Jen isn't quiet about her disapproval here, though it's worth noting that she never directly shames Ben and Leslie for their choices.
She makes a lot of comments about being "so happy with my choices", but she doesn't openly tell Leslie she should have tied her tubes or anything rude like that. Instead, she just takes this opportunity to celebrate her singleness and her joy at definitely not having any children.
Parks and Recreation as a whole, actually, is the rare show that manages to avoid insisting that all of its female characters love babies. While Leslie and Ann do both definitely want children (and while the show does become increasingly heteronormative and "pair the spares" as time goes on), April struggles with her feelings about maternity and Donna (who is getting her own article soon, don't you worry) never mentions wanting kids and as far as we can tell never has any.
So this is a show that respects a woman's right to choose if maternity is right for her or not, and even what flavor of maternity to go with. Leslie goes the sitcom route of just finding out she's pregnant at one point, but Ann actually meticulously plans on her pregnancy and for a long time actually intends to go it alone via artificial insemination. Right on.
Still, even with these other characters taking main stage, there's still room to appreciate the relative uniqueness of a Jen Barkley. I mean, she doesn't just not want kids, she really doesn't want kids. She even occasionally seems confused about what kids are. And yet she's never punished for this. We're not told that Jen is heartless or awful, we're not meant to find her off-putting or harsh, she's just a very competent, intelligent, funny woman who thinks the idea of squeezing a watermelon-sized spawn through her vagina is horrifying. And I kind of can't blame her.
I don't mean to imply that her distaste for motherhood is the only interesting thing about Jen Barkley either. It's also worth celebrating that in her we have an awesome recurring female character who is straight up badass. She's a smooth political operator who charges $1200 an hour just to give advice and who routinely works on national campaigns. She loves what she does, and she doesn't apologize for who she is. She's the kind of confident that makes me want to sit up straight, put on my best death-laser facial expression, and get shit done.
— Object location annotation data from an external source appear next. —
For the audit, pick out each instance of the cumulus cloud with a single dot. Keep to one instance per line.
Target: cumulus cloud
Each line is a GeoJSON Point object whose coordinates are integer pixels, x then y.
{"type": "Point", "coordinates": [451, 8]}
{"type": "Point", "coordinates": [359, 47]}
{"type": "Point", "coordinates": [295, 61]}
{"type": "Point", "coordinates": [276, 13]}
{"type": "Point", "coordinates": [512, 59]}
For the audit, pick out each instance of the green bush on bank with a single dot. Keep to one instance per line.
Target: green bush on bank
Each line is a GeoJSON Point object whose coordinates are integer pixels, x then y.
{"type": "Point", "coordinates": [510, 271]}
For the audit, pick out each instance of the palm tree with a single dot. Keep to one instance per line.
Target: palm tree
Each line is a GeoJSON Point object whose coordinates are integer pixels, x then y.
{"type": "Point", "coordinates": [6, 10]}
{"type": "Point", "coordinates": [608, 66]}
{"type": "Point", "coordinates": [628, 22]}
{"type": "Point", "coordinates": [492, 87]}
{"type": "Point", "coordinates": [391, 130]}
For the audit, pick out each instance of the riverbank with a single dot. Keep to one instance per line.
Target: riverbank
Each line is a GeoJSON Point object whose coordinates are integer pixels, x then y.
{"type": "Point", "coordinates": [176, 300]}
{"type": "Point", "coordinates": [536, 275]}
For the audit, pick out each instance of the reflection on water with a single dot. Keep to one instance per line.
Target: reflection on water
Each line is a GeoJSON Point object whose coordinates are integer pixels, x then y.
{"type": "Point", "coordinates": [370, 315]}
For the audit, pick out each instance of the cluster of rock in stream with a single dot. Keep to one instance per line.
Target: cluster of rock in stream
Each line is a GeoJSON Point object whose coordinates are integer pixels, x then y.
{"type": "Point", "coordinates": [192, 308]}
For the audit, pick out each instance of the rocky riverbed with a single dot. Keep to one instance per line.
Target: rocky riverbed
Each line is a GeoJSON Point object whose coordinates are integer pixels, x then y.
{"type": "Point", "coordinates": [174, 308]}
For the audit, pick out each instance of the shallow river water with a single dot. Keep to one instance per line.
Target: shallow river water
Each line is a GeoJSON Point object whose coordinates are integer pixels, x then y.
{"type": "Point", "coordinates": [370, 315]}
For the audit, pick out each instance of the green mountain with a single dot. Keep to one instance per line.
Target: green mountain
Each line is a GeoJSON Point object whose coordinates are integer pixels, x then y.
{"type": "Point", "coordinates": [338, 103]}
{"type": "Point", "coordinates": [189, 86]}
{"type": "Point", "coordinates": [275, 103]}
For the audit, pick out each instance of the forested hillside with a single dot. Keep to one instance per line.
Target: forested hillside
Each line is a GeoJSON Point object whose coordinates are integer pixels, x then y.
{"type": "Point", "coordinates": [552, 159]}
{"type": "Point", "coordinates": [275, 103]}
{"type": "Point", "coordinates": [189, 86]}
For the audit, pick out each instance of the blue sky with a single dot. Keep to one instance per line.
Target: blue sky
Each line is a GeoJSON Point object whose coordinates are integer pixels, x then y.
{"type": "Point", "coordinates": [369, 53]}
I'm focused on the kids thing because right now, that's what I need a character to be for me. No, me having kids or not isn't a particularly urgent issue, but it's something I think about. A lot of people do. And as much as I enjoy the hell out of Jane the Virgin, sometimes you want a nice sour taste to counteract all that sweet. Sometimes you just want Kathryn Hahn stomping loudly across your television screen reminding you that not everyone likes children and that is perfectly okay.
What I'm saying is that Jen Barkley hates kids, and I love her for it.
*No one enjoys parenthood all of the time. No one. No. One.